The time has finally come—our last full day in Ecuador. The day after our excursion to Isla de la Plata, we flew back to Quito so we could catch a plane the following day for home. Flying from Manta to Quito is a difference of over 9000 feet, which takes a bit of acclimatizing. However, rather than spend the day relaxing, we decided to go a bit higher and check out Volcan Pichincha, an active volcano that is part of a range called the “Avenue of Volcanoes,” which contains the highest volcanoes in the world. Volcan Pichincha borders the west side of Quito and stands at 15,695 feet in elevation. To get there, we hopped aboard the TeleferiQo, which is a gondola that takes you to a height of about 13,300 feet. At this height, the views of the volcanoes in the distance and the city below are truly breathtaking. Although we started off too late to make it to Pichincha’s summit by dark, we hiked along a ridge for several hours and made it to the base of its rocky peak at 14,750 feet—my highest hike to date (but not David’s highest by a long shot). It was a great last day to a wonderful trip.
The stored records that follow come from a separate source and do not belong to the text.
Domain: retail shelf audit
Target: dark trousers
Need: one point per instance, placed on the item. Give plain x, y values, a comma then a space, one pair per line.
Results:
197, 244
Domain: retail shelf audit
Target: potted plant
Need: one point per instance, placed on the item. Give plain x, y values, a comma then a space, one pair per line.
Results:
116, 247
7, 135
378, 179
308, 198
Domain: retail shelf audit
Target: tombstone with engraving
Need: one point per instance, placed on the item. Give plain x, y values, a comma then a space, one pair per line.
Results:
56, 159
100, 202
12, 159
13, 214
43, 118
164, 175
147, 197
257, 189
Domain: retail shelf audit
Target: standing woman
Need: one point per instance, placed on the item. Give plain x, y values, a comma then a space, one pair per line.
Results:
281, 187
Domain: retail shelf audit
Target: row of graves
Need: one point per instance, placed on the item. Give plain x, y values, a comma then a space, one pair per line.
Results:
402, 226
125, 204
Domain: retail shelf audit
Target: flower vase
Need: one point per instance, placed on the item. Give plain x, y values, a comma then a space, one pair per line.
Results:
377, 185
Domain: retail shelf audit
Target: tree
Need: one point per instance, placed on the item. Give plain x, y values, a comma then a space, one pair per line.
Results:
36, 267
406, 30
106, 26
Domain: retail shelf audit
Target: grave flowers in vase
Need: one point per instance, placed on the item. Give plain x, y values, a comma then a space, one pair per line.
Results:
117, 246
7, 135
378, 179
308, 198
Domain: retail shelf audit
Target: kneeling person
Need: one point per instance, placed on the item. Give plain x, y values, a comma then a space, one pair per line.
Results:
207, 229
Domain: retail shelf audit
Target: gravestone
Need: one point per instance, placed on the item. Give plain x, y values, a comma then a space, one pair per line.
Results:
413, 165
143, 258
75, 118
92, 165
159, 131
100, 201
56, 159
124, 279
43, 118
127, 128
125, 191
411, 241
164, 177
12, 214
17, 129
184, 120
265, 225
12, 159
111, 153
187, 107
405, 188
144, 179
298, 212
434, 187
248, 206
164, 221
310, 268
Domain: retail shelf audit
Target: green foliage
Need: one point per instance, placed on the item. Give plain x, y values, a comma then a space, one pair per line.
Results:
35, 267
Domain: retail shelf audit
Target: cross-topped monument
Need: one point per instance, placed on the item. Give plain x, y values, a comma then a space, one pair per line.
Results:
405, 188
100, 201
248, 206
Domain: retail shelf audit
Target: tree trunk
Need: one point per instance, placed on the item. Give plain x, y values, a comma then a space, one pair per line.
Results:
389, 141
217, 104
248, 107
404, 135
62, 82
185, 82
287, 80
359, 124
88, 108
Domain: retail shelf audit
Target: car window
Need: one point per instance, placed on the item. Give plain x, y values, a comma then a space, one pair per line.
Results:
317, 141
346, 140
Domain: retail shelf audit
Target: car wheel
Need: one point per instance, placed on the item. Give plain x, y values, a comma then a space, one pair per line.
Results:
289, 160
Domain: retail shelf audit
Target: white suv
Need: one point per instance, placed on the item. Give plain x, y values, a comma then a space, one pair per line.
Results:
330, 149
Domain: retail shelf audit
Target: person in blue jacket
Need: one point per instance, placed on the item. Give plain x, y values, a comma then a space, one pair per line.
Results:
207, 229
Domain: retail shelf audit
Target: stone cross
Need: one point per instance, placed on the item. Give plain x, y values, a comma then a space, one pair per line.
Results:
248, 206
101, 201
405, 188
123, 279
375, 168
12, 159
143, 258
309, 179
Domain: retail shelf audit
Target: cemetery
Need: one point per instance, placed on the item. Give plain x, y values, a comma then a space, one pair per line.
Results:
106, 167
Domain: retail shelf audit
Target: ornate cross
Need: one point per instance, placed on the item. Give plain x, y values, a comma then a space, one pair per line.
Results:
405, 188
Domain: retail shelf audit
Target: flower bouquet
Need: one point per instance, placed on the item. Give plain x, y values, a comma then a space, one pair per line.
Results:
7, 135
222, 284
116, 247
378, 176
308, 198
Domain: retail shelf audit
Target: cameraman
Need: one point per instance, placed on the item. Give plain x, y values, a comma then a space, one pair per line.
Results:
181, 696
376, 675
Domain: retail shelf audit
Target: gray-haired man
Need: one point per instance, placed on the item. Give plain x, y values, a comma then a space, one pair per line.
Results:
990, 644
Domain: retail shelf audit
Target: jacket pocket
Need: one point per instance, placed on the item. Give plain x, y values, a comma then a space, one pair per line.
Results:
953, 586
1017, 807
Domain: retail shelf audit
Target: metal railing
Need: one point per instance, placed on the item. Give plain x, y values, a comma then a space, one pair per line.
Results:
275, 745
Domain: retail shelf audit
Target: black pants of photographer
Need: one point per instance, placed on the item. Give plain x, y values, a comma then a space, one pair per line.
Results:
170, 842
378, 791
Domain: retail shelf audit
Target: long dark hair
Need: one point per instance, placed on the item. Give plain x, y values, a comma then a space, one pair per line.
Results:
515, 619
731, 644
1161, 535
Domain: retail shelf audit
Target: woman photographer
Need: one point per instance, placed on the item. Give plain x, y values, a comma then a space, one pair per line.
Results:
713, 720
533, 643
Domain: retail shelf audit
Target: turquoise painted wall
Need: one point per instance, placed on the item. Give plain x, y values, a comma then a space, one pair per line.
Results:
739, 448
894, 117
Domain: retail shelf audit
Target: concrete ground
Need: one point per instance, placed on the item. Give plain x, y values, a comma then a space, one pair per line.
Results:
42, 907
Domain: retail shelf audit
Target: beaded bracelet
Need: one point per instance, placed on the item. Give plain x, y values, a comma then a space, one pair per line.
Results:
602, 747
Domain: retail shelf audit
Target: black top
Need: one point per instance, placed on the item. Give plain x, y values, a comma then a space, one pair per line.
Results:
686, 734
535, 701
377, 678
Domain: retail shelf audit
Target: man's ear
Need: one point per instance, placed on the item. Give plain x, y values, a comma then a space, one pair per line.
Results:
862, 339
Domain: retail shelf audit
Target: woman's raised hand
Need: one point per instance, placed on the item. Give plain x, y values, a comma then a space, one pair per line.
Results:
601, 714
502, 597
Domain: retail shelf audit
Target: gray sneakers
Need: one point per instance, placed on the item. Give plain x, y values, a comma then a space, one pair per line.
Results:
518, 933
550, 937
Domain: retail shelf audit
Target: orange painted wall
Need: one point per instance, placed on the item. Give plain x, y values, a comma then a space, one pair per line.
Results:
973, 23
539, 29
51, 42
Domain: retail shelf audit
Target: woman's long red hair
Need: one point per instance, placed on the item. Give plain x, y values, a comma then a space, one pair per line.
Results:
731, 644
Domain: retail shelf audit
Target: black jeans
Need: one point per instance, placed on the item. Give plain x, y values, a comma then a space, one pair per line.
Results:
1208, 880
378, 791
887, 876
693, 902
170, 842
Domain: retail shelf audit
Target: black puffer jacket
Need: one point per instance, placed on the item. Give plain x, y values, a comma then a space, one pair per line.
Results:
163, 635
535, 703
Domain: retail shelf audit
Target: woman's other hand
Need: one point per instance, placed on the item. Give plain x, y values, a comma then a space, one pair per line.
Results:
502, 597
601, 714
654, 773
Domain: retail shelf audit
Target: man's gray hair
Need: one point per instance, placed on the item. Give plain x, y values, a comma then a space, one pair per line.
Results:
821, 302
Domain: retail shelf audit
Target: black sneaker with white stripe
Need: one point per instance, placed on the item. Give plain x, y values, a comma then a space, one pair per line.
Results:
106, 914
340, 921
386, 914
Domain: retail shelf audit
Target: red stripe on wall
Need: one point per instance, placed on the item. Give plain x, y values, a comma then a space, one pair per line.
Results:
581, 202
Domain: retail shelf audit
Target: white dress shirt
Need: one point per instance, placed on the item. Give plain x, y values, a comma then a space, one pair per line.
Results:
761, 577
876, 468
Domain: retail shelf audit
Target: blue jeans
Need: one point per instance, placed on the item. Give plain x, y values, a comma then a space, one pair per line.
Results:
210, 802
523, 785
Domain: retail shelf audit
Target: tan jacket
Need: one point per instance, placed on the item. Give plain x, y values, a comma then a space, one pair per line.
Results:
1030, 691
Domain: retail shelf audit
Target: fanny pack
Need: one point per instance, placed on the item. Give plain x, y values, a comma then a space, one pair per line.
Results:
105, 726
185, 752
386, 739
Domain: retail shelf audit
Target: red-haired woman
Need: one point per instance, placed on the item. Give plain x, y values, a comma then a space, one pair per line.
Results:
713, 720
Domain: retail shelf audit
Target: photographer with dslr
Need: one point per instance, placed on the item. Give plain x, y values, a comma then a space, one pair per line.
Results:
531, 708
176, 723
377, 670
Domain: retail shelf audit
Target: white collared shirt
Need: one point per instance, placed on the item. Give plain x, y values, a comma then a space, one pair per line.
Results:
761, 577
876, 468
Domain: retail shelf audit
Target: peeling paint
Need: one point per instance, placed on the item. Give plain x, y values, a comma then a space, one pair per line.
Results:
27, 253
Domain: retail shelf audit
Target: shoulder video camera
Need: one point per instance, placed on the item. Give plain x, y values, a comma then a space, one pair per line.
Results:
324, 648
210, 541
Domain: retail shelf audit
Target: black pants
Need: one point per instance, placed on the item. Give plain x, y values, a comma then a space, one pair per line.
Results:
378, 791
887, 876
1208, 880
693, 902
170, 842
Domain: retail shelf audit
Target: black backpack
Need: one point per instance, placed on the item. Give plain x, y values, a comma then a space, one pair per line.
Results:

And this brings us to the present. As I write this entry, I’m aboard one of the flights from which I was mysteriously canceled (I was mysteriously canceled from two, even though the airline had already issued me boarding passes for both flights). This is after we discovered that the airline saw fit to add a layover to our itinerary without notifying us—and don’t even get me started on how they lost David’s bag on his way into Quito. Flying is its own special challenge (especially on Continental Airlines, I find), but is even more frustrating when you can compare it to a flight that you just took in another country—a developing country, I might add—and that flight went smoothly and seemed a million times less complicated.
It seems the ongoing theme of this trip has been ‘challenges,’ but I am happy to say that each one turned out well in the end. Being alone in my volunteer placement was tough, but the work was still immensely rewarding. Trying to learn a new sport while overcoming a phobia was challenging, but my kiteboarding lessons were still fruitful, incredibly fun, and left me inspired to continue to work at it. And the repeated mishaps with the airline will still eventually bring us back home. I guess if there is one thing that I’ve learned from traveling the world, it’s that nothing turns out exactly the way you expected, so if you approach it with that expectation, then it’s easier to learn and grow from the challenges that present themselves. The alternative—allowing the challenges to overcome you, leaving you angry and bereft of the ability to find enjoyment—just doesn’t seem like an option.